Она скорчила гримасу.
— Ты стыдишься своей работы?
— Не знаю. Пока еще не знаю.
— Не нравится мне это. Тут что-то не то.
— По-моему, ты слишком строга. — Ему было неприятно, что разговор принял такой оборот. — Это же давняя, почтенная традиция. Был такой писатель — и довольно хороший — Самюел Клеменс, который подписывал свои книги «Марк Твен». — Крейг видел по лицу Энн, что не убедил ее. — Скажу тебе откровенно: все это — от неуверенности. Или еще проще — от страха. Никогда раньше я не писал и не имею ни малейшего понятия, хорошо или плохо у меня получилось. Пока я не выясню мнение других, я чувствую себя в большей безопасности, скрываясь под чужим именем. Это ты можешь понять?
— Могу. И все же считаю это неправильным.
— Предоставь мне самому судить о том, что правильно, — а что неправильно, Энн, — сказал он нарочито решительным тоном. Не тот у него возраст, чтобы жить по законам незапятнанной совести собственной двадцатилетней дочери.
— Ладно, — с обидой сказала Энн. — Если не хочешь, чтобы я высказывала свое мнение, я буду молчать. — Она положила рукопись на стол.
— Милая Энн, — ласково сказал он. — Ну конечно, я хочу, чтобы ты высказывала свое мнение. Но я хочу высказывать и свое.
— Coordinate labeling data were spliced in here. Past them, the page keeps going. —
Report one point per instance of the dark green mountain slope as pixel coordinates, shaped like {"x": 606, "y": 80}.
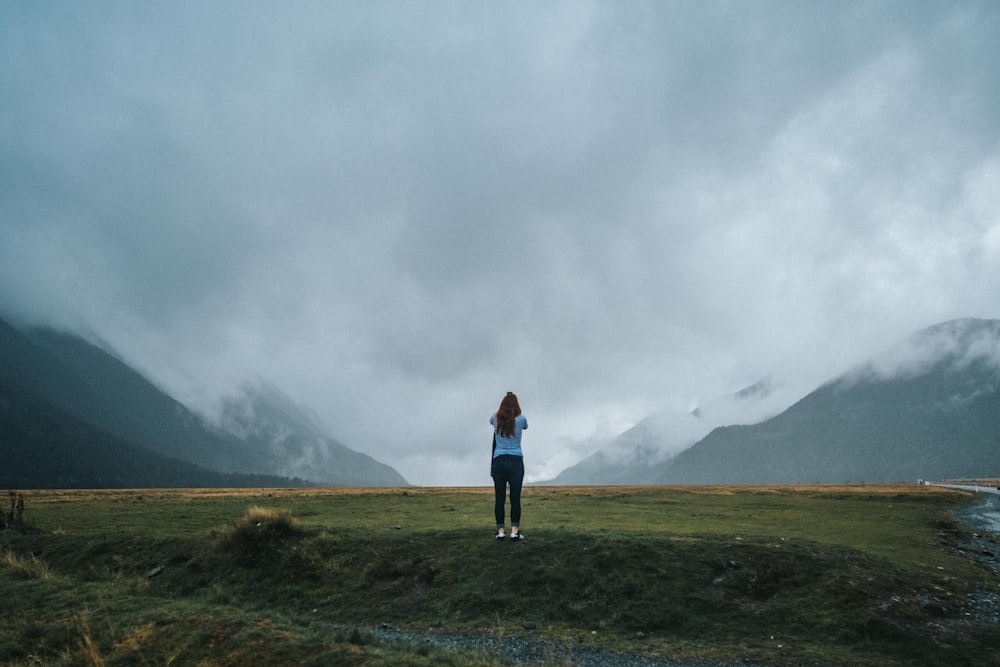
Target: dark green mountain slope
{"x": 42, "y": 446}
{"x": 94, "y": 386}
{"x": 928, "y": 409}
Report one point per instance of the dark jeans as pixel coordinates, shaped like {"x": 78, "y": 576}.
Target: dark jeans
{"x": 508, "y": 469}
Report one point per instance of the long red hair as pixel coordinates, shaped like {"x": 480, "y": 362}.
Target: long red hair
{"x": 507, "y": 413}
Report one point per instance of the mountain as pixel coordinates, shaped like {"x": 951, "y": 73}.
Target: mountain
{"x": 90, "y": 384}
{"x": 42, "y": 446}
{"x": 928, "y": 408}
{"x": 293, "y": 442}
{"x": 634, "y": 456}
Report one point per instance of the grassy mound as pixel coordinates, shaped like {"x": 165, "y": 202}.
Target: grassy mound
{"x": 297, "y": 579}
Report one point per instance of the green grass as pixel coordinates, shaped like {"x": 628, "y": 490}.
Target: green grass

Справедливо?
Она улыбнулась.
— Ты считаешь меня ребенком, да?
— Иногда.
— Да я, наверно, и есть ребенок. — Она поцеловала его в щеку. — Иногда. — Она подняла стакан. — Будем здоровы.
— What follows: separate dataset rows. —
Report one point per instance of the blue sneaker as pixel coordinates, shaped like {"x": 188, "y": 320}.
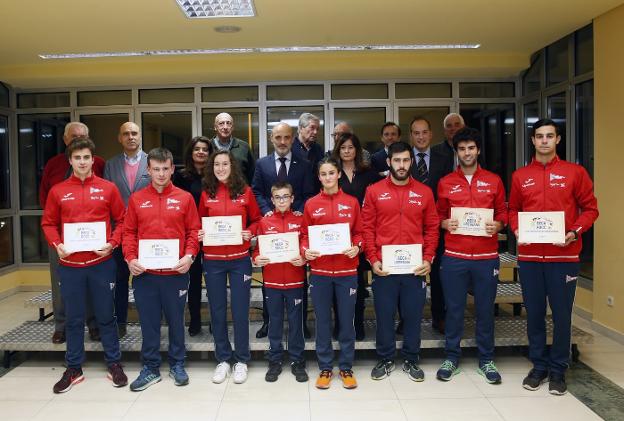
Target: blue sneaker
{"x": 178, "y": 374}
{"x": 146, "y": 378}
{"x": 490, "y": 372}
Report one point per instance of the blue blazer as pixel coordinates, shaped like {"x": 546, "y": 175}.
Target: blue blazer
{"x": 299, "y": 176}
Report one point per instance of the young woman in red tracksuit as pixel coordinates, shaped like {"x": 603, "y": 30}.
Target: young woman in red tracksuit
{"x": 333, "y": 274}
{"x": 227, "y": 194}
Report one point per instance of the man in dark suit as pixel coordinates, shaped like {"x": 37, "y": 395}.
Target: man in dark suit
{"x": 128, "y": 171}
{"x": 282, "y": 165}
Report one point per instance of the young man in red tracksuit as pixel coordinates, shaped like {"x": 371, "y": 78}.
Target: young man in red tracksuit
{"x": 161, "y": 211}
{"x": 84, "y": 275}
{"x": 399, "y": 210}
{"x": 550, "y": 271}
{"x": 470, "y": 261}
{"x": 284, "y": 283}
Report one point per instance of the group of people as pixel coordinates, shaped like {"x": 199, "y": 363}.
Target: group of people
{"x": 401, "y": 195}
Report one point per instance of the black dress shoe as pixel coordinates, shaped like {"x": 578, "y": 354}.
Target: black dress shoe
{"x": 263, "y": 331}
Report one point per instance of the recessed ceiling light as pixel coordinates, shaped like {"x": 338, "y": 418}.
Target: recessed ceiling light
{"x": 204, "y": 9}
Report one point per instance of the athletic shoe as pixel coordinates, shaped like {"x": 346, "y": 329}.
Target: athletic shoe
{"x": 413, "y": 371}
{"x": 556, "y": 385}
{"x": 534, "y": 379}
{"x": 178, "y": 374}
{"x": 221, "y": 372}
{"x": 71, "y": 376}
{"x": 239, "y": 373}
{"x": 382, "y": 369}
{"x": 275, "y": 369}
{"x": 116, "y": 375}
{"x": 324, "y": 379}
{"x": 490, "y": 372}
{"x": 146, "y": 378}
{"x": 348, "y": 380}
{"x": 447, "y": 370}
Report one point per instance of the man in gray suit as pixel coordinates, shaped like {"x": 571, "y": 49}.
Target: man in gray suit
{"x": 128, "y": 171}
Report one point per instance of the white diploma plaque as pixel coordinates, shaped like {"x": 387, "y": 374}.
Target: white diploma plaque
{"x": 85, "y": 236}
{"x": 222, "y": 230}
{"x": 279, "y": 248}
{"x": 159, "y": 254}
{"x": 401, "y": 259}
{"x": 472, "y": 220}
{"x": 541, "y": 227}
{"x": 329, "y": 238}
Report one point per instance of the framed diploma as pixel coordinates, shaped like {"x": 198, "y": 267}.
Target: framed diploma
{"x": 402, "y": 258}
{"x": 541, "y": 227}
{"x": 222, "y": 230}
{"x": 159, "y": 254}
{"x": 472, "y": 220}
{"x": 330, "y": 238}
{"x": 279, "y": 248}
{"x": 84, "y": 236}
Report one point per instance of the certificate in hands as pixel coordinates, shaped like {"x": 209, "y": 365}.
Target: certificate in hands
{"x": 159, "y": 254}
{"x": 279, "y": 248}
{"x": 84, "y": 236}
{"x": 330, "y": 238}
{"x": 222, "y": 230}
{"x": 472, "y": 220}
{"x": 401, "y": 258}
{"x": 541, "y": 227}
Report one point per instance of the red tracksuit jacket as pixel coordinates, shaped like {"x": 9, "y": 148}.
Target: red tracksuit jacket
{"x": 72, "y": 200}
{"x": 399, "y": 215}
{"x": 556, "y": 186}
{"x": 168, "y": 215}
{"x": 244, "y": 205}
{"x": 281, "y": 275}
{"x": 485, "y": 191}
{"x": 332, "y": 209}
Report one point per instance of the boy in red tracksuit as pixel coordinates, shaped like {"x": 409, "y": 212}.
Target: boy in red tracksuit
{"x": 284, "y": 283}
{"x": 85, "y": 198}
{"x": 549, "y": 271}
{"x": 470, "y": 261}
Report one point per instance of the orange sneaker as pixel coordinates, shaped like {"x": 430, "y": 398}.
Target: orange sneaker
{"x": 348, "y": 381}
{"x": 324, "y": 379}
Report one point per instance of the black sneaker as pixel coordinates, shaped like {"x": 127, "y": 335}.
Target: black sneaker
{"x": 534, "y": 379}
{"x": 382, "y": 369}
{"x": 556, "y": 384}
{"x": 275, "y": 369}
{"x": 298, "y": 370}
{"x": 71, "y": 376}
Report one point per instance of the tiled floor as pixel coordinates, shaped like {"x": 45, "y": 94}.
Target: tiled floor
{"x": 25, "y": 392}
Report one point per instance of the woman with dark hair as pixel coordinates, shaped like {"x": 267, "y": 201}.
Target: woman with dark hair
{"x": 189, "y": 178}
{"x": 333, "y": 275}
{"x": 227, "y": 194}
{"x": 356, "y": 177}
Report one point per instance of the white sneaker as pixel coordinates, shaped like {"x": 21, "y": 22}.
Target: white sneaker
{"x": 240, "y": 373}
{"x": 221, "y": 372}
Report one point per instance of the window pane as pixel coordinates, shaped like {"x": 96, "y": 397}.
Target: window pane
{"x": 368, "y": 91}
{"x": 94, "y": 98}
{"x": 295, "y": 92}
{"x": 103, "y": 130}
{"x": 246, "y": 125}
{"x": 6, "y": 242}
{"x": 291, "y": 115}
{"x": 487, "y": 90}
{"x": 230, "y": 93}
{"x": 557, "y": 62}
{"x": 165, "y": 96}
{"x": 423, "y": 90}
{"x": 43, "y": 100}
{"x": 584, "y": 58}
{"x": 40, "y": 137}
{"x": 171, "y": 130}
— Будем здоровы, — сказал и он. Она сделала большой глоток виски.
— Мм! — промычала она от удовольствия. Он вспомнил, как она в детстве пила перед сном молоко. Энн оглядела просторную гостиную. — Должно быть, ужасно дорогой номер, да?
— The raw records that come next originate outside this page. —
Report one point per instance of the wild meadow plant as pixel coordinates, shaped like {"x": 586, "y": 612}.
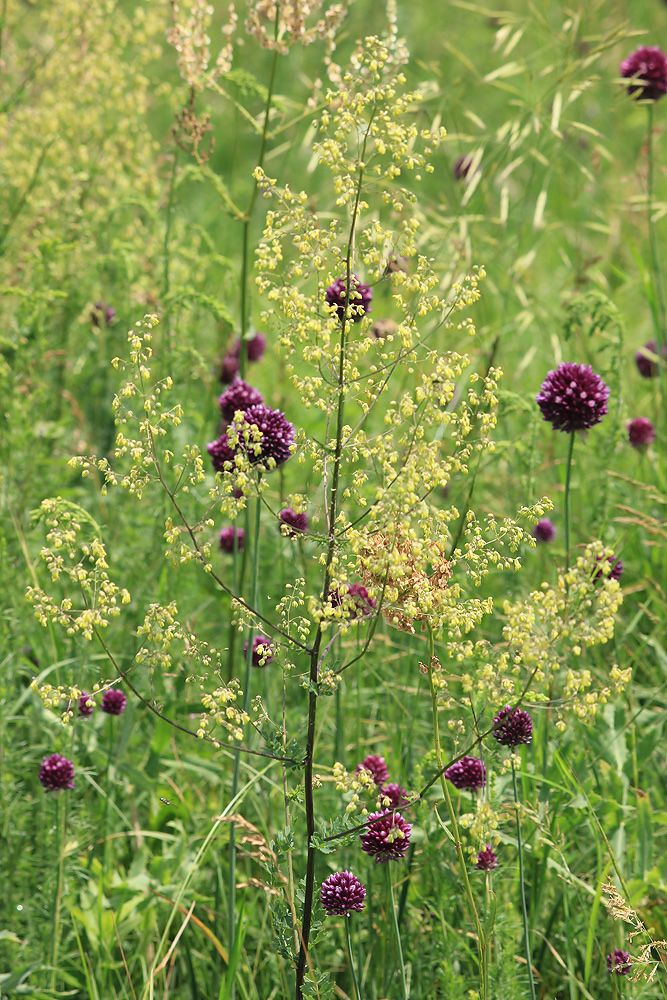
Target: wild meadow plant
{"x": 340, "y": 632}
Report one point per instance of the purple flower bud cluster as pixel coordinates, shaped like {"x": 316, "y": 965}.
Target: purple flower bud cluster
{"x": 573, "y": 398}
{"x": 359, "y": 301}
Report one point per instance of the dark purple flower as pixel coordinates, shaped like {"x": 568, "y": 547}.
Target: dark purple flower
{"x": 255, "y": 347}
{"x": 342, "y": 893}
{"x": 512, "y": 726}
{"x": 387, "y": 837}
{"x": 647, "y": 67}
{"x": 86, "y": 704}
{"x": 376, "y": 766}
{"x": 544, "y": 530}
{"x": 114, "y": 701}
{"x": 273, "y": 448}
{"x": 293, "y": 524}
{"x": 648, "y": 367}
{"x": 262, "y": 651}
{"x": 614, "y": 573}
{"x": 239, "y": 396}
{"x": 359, "y": 301}
{"x": 573, "y": 398}
{"x": 462, "y": 166}
{"x": 619, "y": 962}
{"x": 641, "y": 432}
{"x": 354, "y": 600}
{"x": 227, "y": 539}
{"x": 487, "y": 859}
{"x": 469, "y": 772}
{"x": 101, "y": 311}
{"x": 393, "y": 796}
{"x": 229, "y": 368}
{"x": 56, "y": 773}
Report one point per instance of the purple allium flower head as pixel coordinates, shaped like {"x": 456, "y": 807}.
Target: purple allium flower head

— Ужасно, — согласился он.
— Мамуля говорит, что ты кончишь нищим.
— Думаю, мамуля права.
— Говорит, что ты дико расточителен.
— Кому же знать, как не ей, — сказал он.
— Она все спрашивает, употребляю ли я наркотики. — Энн явно ждала, что он тоже задаст ей этот вопрос.
— После всего, что я видел и слышал, — сказал он, — я считаю само собой разумеющимся, что в Америке нет студента, который не попробовал бы марихуаны. Полагаю, что на тебя это тоже распространяется.
— Да, распространяется, — сказала Энн.
— И еще я полагаю, что ты достаточно умна, чтобы не баловаться чем-нибудь похуже. Вот так-то. А теперь наложим запрет на разговоры о мамуле, хорошо?
— Знаешь, о чем я думала, глядя на тебя во время ужина? — спросила Энн. — Я думала: какой ты интересный мужчина. Эта твоя шевелюра, и ты не толстый; и морщины на усталом лице. Как гладиатор, ставший более осторожным, потому что старые раны дают себя знать.
Он засмеялся.
— Но у тебя благородные морщины, — поспешила добавить она. — Такие бывают, когда человек слишком много познал в жизни. Ты самый привлекательный из всех мужчин, которых я здесь видела…
— Ты еще мало кого видела за эти несколько часов, — сказал Крейг. Но он не мог скрыть удовольствия. «Глупое удовольствие», — сказал он себе. — Подожди дня два.
— Не одна я так думаю, — сказала она. — Все женщины в ресторане очень красноречиво на тебя поглядывали — и эта штучка мисс Сорель, и эта сказочная красавица — французская актриса, и даже Соня Мэрфи, и даже Гейл Маккиннон.
— А я и не заметил, — признался он. Это была правда. И во время ужина, и после он был поглощен своими мыслями.
— Вот в этом-то твоя прелесть, — убежденно сказала Энн. — Ты не замечаешь. Обожаю входить с тобой куда-нибудь — все на тебя вот так смотрят, а ты не замечаешь. Хочу сделать тебе одно признание, — сказала она, с наслаждением погружаясь в мягкое кресло. — Я и не представляла себе, что когда-нибудь стану взрослой и смогу разговаривать с тобой так, как сегодня днем и вечером. Ты рад, что я приехала?